This project demos how to host a chat service using Open WebUI and Large Language Models (LLMs). The artifact is a Docker compose file that orchestrates the required components in Docker daemon running on any supported operating system.
The Docker compose file supports two profiles: local-model
and remote-model
, as distinguished in the table below:
local-model | remote-model | |
---|---|---|
Language Model | A llama3.1 model locally managed by Ollama | A GPT-3.5-Turbo model remotely hosted by Open AI platform |
API Spec | Ollama API | Open AI API |
Host Requirement | A server with NVIDIA GPU | Any commodity grade device |
Should the hosting environment supports, we can run with both profiles providing models from multiple sources for the end users to choose from.
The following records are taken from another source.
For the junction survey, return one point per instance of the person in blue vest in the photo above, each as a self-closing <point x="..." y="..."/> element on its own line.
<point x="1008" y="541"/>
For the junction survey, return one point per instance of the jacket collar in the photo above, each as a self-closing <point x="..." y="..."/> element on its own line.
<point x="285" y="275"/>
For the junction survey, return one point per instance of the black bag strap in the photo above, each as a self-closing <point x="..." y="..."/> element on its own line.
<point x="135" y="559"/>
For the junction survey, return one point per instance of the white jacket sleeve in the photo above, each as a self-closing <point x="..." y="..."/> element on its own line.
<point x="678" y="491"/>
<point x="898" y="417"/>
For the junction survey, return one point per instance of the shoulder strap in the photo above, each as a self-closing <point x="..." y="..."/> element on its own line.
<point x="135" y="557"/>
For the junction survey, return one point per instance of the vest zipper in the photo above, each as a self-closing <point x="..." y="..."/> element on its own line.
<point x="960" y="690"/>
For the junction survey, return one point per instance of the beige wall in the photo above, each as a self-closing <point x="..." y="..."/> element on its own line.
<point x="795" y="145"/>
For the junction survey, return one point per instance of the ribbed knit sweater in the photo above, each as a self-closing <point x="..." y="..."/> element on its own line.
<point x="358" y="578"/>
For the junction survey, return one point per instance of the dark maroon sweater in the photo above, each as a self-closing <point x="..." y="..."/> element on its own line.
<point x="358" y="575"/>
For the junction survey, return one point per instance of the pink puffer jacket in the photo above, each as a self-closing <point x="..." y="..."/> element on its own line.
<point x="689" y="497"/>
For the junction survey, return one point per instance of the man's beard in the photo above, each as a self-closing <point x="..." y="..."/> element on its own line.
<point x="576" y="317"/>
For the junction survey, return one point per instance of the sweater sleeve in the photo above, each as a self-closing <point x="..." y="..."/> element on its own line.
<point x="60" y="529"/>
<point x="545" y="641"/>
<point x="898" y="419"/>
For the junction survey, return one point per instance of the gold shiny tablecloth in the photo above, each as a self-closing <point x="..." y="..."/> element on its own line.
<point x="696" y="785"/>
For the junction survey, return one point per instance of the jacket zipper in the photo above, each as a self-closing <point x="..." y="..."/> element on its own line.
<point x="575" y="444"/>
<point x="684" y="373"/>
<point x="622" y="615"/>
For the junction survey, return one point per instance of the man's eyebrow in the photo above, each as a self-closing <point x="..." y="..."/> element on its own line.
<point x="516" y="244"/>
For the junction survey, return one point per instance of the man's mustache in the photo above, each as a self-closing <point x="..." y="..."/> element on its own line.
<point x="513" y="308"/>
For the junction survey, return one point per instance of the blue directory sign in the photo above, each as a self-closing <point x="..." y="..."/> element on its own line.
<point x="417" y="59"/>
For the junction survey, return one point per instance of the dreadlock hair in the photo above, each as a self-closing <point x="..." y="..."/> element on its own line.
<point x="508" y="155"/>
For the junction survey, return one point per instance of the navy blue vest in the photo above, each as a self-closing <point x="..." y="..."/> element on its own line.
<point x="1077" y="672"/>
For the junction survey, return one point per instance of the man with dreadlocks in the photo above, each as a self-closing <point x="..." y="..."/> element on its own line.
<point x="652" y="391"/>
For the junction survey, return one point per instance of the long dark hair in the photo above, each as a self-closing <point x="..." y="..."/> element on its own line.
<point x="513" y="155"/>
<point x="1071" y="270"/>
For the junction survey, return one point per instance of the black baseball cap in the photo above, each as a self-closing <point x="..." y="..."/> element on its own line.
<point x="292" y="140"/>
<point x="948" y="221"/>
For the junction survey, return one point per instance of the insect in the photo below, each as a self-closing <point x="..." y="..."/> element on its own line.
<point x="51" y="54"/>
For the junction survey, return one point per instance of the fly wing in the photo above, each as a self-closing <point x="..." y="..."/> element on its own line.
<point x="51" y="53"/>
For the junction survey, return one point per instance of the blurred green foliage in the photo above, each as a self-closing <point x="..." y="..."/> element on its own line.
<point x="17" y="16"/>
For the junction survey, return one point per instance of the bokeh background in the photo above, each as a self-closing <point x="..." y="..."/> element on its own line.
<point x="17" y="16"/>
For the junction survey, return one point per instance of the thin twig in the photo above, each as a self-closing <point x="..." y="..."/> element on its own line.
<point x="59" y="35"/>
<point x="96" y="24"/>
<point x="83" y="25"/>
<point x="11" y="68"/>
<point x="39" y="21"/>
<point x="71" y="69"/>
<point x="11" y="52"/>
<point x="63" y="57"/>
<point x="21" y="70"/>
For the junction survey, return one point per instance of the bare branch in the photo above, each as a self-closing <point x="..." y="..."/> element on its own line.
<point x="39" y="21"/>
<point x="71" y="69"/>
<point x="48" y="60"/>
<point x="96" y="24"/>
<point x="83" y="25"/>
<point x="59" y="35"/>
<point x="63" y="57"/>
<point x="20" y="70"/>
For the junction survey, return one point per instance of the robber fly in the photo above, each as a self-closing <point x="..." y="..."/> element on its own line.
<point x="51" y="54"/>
In this scenario, the architecture is illustrated as below:
graph LR;
A(End User via\nWeb Browser) --> |HTTPS\n TCP 443|B[Nginx \n Web Proxy];
subgraph Virtual Machine
subgraph Docker daemon
B -->|HTTP| C[Open Web UI]
C -->|Ollama API| D[llama3.1 model\n running on Ollama];
C -->|Open AI API| E[LiteLLM\n Model Proxy];
E -.-|SQL| F[(PostgreSQL\n Database)];
end
D -.- G[NVIDIA driver\non host OS]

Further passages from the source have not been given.